从这份报告中可以清楚地看出，不同检测之间的灵敏度存在差异，但在评估外显子 19 缺失时，与 ddPCR 相比，实时 PCR 提供了更广泛的覆盖范围。然而，我们认为当前研究中研究的单基因检测正变得越来越不相关，特别是考虑到随着 FLAURA 研究报告将奥希替尼转移到一线设置，检测继发性 T790M 突变是不必要的。⁷

因此，血浆 ctDNA 检测目前在临床环境中的作用是什么？在诊断环境中，活检样本有限以允许进行分子表征的患者可能会受益于 ctDNA 检查。然而，一个能够检测更广泛潜在靶向突变的平台将是理想的，包括 EGFR、ALK（间变性淋巴瘤激酶）、ROS1（ROS 原癌基因 1）、RET（转染期间重排）、MET（间充质-上皮细胞转变） 、HER2（人表皮生长因子受体 2）、BRAF（B-raf 原癌基因）、KRAS（KRAS 原癌基因）和 NTRK（神经营养性酪氨酸受体激酶）。液体活检还可以检测在进展时没有可及的活检部位的患者在一线奥希替尼后获得性耐药后可能的耐药机制。这些可能包括 MET、HER2 和 PI3 激酶的出现。由于需要对 NSCLC 进行更广泛的突变检测，我们正在推进将 NGS 作为主要检测方式。值得注意的是，虽然 NGS 未在当前研究中进行测试，但 AURA3 研究的分析表明，NGS 比其他方法具有更广泛的覆盖范围。

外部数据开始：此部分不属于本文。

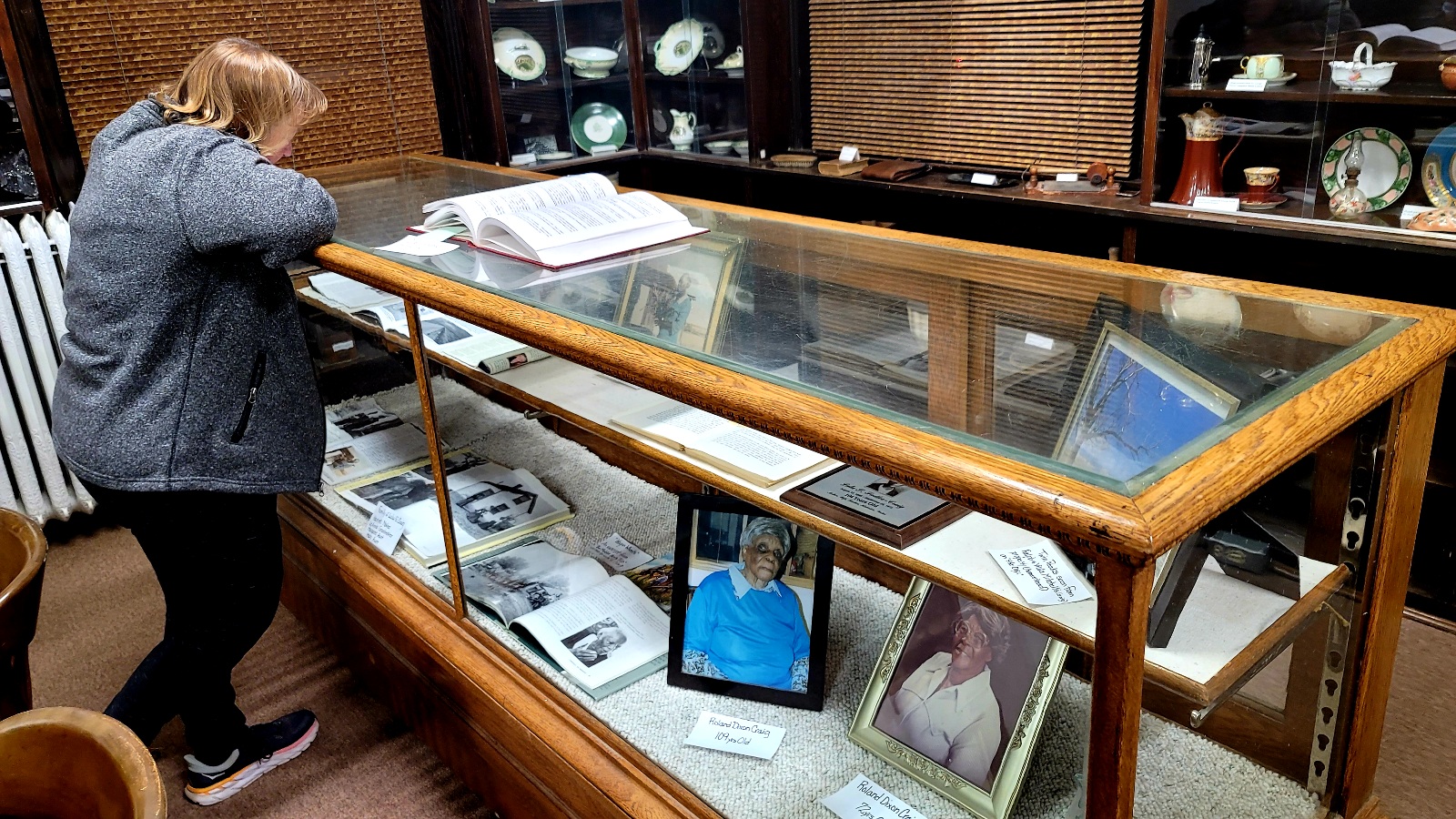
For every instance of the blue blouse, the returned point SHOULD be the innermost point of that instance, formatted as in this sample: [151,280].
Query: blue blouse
[752,636]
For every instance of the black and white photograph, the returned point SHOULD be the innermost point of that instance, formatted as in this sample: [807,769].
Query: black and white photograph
[443,331]
[742,622]
[956,691]
[523,579]
[597,642]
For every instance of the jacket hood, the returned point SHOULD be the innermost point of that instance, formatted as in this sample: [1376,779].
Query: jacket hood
[140,118]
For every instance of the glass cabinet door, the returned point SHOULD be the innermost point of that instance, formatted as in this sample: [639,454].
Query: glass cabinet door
[693,72]
[564,77]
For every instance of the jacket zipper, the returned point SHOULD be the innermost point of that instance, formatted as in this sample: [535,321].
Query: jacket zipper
[259,366]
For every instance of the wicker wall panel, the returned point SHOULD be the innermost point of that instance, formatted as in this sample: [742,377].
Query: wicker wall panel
[999,84]
[369,58]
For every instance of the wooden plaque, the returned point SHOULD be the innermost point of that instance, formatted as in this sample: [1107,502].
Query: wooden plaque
[848,482]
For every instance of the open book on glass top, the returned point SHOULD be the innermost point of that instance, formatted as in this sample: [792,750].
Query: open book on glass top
[561,222]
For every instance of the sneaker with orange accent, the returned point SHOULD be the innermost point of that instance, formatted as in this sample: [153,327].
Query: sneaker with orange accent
[276,743]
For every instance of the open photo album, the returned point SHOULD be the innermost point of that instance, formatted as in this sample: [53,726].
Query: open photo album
[599,630]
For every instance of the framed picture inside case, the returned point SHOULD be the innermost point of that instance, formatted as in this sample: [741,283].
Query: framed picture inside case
[750,603]
[679,298]
[958,698]
[1136,407]
[874,504]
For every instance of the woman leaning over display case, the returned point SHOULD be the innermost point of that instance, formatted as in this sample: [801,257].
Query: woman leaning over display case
[187,397]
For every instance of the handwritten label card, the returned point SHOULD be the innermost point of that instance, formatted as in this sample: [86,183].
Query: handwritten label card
[618,552]
[1247,85]
[385,528]
[1043,574]
[864,799]
[1223,205]
[735,736]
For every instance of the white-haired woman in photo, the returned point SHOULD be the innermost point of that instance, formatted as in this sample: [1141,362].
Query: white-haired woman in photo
[946,709]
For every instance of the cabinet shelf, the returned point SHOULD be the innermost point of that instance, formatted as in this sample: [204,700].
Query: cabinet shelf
[1395,94]
[557,84]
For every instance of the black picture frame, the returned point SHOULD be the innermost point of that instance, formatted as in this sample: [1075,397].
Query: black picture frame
[695,515]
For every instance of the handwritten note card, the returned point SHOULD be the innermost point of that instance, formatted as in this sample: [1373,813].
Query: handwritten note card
[735,736]
[864,799]
[385,528]
[618,552]
[1043,574]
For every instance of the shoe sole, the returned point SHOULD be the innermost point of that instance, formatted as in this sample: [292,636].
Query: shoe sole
[247,777]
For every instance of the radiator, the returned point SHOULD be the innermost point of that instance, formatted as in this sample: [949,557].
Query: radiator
[33,319]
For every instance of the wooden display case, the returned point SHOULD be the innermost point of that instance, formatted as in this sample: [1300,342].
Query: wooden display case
[1330,450]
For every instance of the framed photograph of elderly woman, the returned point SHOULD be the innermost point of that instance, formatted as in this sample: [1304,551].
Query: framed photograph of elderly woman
[750,603]
[958,697]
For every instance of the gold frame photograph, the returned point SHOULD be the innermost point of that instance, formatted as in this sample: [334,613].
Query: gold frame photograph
[655,288]
[1026,671]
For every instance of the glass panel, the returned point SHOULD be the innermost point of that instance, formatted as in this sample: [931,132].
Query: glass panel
[378,450]
[1108,378]
[693,73]
[564,77]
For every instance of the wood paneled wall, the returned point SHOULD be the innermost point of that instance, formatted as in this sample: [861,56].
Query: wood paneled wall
[369,58]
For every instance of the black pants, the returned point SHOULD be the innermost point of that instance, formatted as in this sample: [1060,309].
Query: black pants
[218,559]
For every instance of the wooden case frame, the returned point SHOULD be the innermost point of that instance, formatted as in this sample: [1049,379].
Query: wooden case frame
[1121,533]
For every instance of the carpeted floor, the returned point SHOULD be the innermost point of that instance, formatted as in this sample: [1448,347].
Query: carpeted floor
[364,763]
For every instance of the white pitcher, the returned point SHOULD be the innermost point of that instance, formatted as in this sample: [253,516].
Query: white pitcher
[684,124]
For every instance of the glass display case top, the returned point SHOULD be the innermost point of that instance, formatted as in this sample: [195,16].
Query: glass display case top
[1072,366]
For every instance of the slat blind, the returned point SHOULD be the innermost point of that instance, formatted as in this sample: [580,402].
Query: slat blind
[1001,84]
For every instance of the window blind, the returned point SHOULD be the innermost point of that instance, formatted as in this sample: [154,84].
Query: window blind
[1002,84]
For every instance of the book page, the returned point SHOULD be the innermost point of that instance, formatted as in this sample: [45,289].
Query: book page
[579,222]
[757,453]
[673,423]
[473,208]
[523,579]
[602,632]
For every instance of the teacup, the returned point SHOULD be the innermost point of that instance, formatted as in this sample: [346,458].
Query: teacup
[1263,182]
[1263,66]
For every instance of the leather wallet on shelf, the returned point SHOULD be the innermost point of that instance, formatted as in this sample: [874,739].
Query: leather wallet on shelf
[895,171]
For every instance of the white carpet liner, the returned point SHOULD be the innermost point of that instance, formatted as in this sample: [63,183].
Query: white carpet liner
[1179,774]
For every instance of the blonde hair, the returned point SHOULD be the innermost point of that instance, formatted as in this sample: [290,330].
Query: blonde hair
[239,86]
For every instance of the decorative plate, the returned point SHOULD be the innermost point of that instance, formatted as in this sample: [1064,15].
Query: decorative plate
[517,55]
[1438,167]
[599,124]
[679,47]
[1387,171]
[1280,80]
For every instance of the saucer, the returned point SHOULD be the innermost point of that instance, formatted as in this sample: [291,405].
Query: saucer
[1267,205]
[1276,82]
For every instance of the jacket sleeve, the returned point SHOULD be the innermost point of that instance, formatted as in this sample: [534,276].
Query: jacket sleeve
[232,198]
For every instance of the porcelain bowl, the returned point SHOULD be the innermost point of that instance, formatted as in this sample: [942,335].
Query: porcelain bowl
[1359,76]
[590,62]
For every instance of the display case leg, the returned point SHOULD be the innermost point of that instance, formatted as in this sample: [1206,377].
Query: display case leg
[1410,435]
[1117,685]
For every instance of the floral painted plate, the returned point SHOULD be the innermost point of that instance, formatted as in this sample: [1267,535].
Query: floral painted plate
[1387,171]
[1438,167]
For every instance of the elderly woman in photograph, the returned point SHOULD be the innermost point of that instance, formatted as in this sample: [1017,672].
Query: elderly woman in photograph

液体活检的其他新兴用途是监测治疗反应和耐药性，因为残留的 ctDNA 和可检测的 ctDNA 的动态变化可能比放射学疾病进展更早被检测到。⁸例如，在接受 EGFR-TKI 治疗的患者中检测到血浆中的 T790M 突变比放射学进展早了 344 天，尽管它对治疗决策的影响尚待确定。⁹

当前的 NCCN（美国国家综合癌症网络）指南建议使用广泛的、基于 panel 的方法，如 NGS，如果未识别出任何驱动致癌基因，尤其是在非吸烟者中，则考虑基于 RNA 的 NGS，以改进融合事件的检测。它不支持使用 ctDNA 代替组织诊断，因为假阴性率高达 30%。但是，如果患者在医学上不适合进行侵入性手术，组织样本经病理证实后材料不足，或由于组织可用性有限导致诊断生物标志物评估不完整，NCCN 指南确实支持使用 ctDNA。^{10, 11}

2021 IASLC（国际肺癌研究协会）共识声明也承认血浆 ctDNA 是晚期 NSCLC 基因分型的有效工具。只有当血浆 NGS 不可用时，基于低多重性的方法才被认为是合适的。IASLC 共识声明还认为，如果未检测到致癌基因驱动突变，则单基因检测是不完整的，并建议根据其他指南对其他可操作的生物标志物进行系列检测。¹²

然而，NGS 在液体活检中的采用相对缓慢，部分原因是缺乏标准化的方法和商业化检测。即使在新加坡等发达国家，液体活检中使用 NGS 的可负担性也仍然是缓慢采用的关键问题。¹³

总的来说，我们认为液体活检在肺癌治疗中具有潜在作用。然而，考虑到肺癌临床上感兴趣的突变范围广泛，无论是在诊断时还是在靶向治疗后的进展中，单基因平台（如本期报道的平台）不太可能有帮助。因此，当在组织活检不充分的情况下考虑液体活检时，NGS 似乎是这种情况下最有利的。现实世界的吸收将取决于方法学研究和临床结果数据的访问和高质量证据，然后才能演变成一种改变实践的模式，以更好地为患者提供护理。